FLICKR, PAUL DUNLEAVYUsing transcription activator-like effector nucleases (TALENs), researchers at Recombinetics, a St. Paul, Minnesota–based biotech company that uses genetic technologies for agriculture and biomedicine, inserted an allele for the POLLED gene into the genome of bovine embryo fibroblasts. They then used somatic cell nuclear transfer to clone the genetically engineered cell lines and implanted the embryos into recipient mother cow. Five calves were born, two of which are still living; Spotigy and Buri are now 10 months old. None of the calves had evidence of horn buds, suggesting that the genetic manipulation had worked, according to a letter published last week (May 6) in Nature Biotechnology.
This feat of genetic engineering could avoid the need for dehorning of dairy cattle, an operation completed for the safety of the animals and their handlers. Hornlessness (known as “polled”) is a trait common in beef cattle, but rare in dairy cattle. Conventional breeding could theoretically create hornless dairy cattle, but it would take decades, with milk production traits being compromised in the process. “Producers have been wanting to get rid of this trait for a long time, and it just takes too long” using traditional breeding methods, Recombinetics’s Scott Fahrenkrug told The Scientist in 2014.
The new calves represent a new way forward—using geneediting technologies like the TALENs used in this work or the ever-growing suite of CRISPR/Cas tools to breed hornless dairy cattle.

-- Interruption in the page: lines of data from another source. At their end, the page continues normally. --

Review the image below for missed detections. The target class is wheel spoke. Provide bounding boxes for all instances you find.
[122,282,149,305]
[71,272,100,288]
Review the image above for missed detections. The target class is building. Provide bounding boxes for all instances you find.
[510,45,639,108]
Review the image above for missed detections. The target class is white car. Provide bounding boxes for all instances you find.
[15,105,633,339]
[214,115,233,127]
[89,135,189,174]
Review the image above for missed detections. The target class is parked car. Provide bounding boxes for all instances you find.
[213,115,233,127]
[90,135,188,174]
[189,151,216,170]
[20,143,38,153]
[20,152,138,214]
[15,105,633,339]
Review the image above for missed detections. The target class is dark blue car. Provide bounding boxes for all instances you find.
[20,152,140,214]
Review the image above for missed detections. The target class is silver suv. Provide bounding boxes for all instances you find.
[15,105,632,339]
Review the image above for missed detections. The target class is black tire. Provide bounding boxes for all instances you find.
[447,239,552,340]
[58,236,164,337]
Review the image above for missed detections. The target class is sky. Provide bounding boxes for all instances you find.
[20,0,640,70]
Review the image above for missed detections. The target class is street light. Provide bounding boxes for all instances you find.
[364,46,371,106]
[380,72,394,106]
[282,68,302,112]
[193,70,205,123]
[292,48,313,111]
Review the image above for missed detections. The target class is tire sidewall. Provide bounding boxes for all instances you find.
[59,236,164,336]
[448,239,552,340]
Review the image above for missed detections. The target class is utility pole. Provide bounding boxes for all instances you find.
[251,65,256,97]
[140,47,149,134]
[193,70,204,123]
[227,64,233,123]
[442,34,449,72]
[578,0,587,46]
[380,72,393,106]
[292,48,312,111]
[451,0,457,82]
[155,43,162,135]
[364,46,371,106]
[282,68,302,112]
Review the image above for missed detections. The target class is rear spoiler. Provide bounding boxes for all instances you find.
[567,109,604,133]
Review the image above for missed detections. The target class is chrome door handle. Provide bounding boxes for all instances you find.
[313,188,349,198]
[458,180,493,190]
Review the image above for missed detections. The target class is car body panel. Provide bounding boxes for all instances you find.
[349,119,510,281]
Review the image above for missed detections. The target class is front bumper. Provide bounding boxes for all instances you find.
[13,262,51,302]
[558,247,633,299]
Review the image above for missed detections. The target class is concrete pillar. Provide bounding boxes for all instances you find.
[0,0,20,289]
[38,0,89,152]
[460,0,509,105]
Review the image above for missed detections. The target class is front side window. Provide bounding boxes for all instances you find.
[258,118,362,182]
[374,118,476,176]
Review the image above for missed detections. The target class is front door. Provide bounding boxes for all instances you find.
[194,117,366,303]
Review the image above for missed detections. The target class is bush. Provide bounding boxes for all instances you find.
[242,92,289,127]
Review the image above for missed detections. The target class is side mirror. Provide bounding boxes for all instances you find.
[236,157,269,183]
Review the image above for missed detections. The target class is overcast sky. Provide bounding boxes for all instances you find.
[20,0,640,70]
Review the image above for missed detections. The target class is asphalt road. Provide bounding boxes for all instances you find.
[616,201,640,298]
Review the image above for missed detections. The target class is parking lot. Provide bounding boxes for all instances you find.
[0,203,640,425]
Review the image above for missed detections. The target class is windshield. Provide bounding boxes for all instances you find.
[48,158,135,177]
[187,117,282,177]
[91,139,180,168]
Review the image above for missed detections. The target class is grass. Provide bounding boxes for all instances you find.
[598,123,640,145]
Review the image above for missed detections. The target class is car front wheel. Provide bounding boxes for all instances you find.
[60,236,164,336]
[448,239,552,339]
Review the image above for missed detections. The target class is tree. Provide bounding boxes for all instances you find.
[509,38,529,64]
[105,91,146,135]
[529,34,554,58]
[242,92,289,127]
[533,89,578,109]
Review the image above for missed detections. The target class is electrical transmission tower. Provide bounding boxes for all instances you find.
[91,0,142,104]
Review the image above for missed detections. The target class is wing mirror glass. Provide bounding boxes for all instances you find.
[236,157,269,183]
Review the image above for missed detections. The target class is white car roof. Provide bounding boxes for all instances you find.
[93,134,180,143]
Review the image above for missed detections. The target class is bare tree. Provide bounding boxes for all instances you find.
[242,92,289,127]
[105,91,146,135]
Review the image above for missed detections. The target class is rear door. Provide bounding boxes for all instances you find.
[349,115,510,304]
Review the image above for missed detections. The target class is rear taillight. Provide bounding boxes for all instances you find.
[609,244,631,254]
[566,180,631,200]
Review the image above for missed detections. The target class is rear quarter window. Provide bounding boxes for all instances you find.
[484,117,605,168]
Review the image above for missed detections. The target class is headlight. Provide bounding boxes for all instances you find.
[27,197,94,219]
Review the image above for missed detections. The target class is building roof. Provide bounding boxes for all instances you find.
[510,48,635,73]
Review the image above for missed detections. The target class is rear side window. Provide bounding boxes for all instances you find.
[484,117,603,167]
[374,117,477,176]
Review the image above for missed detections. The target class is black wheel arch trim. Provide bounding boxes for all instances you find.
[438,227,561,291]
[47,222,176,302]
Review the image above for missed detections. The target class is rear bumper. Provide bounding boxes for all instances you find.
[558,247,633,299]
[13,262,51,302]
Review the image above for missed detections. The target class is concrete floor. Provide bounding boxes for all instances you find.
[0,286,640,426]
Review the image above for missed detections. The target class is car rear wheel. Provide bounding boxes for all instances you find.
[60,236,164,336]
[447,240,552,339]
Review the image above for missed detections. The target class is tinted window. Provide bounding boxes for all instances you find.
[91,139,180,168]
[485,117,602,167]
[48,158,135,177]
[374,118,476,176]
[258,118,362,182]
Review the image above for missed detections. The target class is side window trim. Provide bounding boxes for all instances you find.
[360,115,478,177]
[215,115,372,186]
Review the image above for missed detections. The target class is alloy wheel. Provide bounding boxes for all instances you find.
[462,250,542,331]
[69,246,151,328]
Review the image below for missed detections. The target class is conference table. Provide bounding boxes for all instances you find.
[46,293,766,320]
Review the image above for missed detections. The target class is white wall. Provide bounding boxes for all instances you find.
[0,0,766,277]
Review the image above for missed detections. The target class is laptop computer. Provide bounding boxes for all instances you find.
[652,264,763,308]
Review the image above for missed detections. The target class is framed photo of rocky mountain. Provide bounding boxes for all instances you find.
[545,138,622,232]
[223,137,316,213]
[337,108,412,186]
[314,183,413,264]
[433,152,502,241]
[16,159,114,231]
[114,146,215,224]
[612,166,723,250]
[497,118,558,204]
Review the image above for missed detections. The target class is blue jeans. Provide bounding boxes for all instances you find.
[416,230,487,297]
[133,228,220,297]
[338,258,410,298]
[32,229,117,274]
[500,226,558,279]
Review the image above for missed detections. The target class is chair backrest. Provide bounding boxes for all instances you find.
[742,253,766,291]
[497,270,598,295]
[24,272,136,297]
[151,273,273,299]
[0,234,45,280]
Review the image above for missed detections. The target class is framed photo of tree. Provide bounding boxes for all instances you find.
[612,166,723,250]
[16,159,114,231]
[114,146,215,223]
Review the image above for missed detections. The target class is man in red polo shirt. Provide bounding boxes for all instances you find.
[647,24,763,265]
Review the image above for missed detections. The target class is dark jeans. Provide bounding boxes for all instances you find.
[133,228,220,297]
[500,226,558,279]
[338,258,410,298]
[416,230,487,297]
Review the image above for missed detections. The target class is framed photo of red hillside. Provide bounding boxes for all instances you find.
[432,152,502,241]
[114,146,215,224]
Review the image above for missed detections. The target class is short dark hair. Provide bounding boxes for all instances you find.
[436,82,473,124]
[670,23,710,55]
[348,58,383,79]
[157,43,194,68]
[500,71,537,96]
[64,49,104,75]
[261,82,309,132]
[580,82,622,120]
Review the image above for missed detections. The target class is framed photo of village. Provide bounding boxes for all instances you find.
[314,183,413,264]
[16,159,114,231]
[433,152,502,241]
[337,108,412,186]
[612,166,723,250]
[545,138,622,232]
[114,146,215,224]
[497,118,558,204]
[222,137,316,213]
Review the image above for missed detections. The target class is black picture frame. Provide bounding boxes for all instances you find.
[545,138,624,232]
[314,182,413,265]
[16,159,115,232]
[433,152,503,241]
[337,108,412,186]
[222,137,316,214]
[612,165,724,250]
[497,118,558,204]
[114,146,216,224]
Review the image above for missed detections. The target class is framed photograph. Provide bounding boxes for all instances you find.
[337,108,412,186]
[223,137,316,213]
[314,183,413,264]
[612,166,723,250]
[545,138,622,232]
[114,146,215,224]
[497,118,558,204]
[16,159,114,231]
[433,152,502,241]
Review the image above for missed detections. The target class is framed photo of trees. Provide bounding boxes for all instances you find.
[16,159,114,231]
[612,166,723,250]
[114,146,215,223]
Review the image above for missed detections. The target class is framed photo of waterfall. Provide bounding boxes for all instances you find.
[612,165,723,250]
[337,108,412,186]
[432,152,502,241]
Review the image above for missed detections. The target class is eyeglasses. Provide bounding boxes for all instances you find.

Importantly, Fahrenkrug and his colleagues saw no off-target effects. “The same results can be accomplished by classical breeding, and with the same gene, but would take five to six generations of crossing and backcrossing and almost 20 years to accomplish,” Purdue University geneticist William Muir said in a statement sent to reporters.
“Although Spotigy and Buri could serve as founders for dissemination of polled genetics into the dairy industry, they also represent proof that introgression of [a POLLED allele] into elite animals could be used to eliminate the need for dehorning,” Fahrenkrug and his colleagues wrote in their letter. “This solution to the dehorning problem would be economically viable and could potentially improve the welfare of cattle in the United States.”
Of course, the applications of new gene editors extend beyond cattle, Muir noted. “Gene-editing technology also opens the field for other improvements in animal wellbeing, such as tail docking in pigs,” he said in the statement.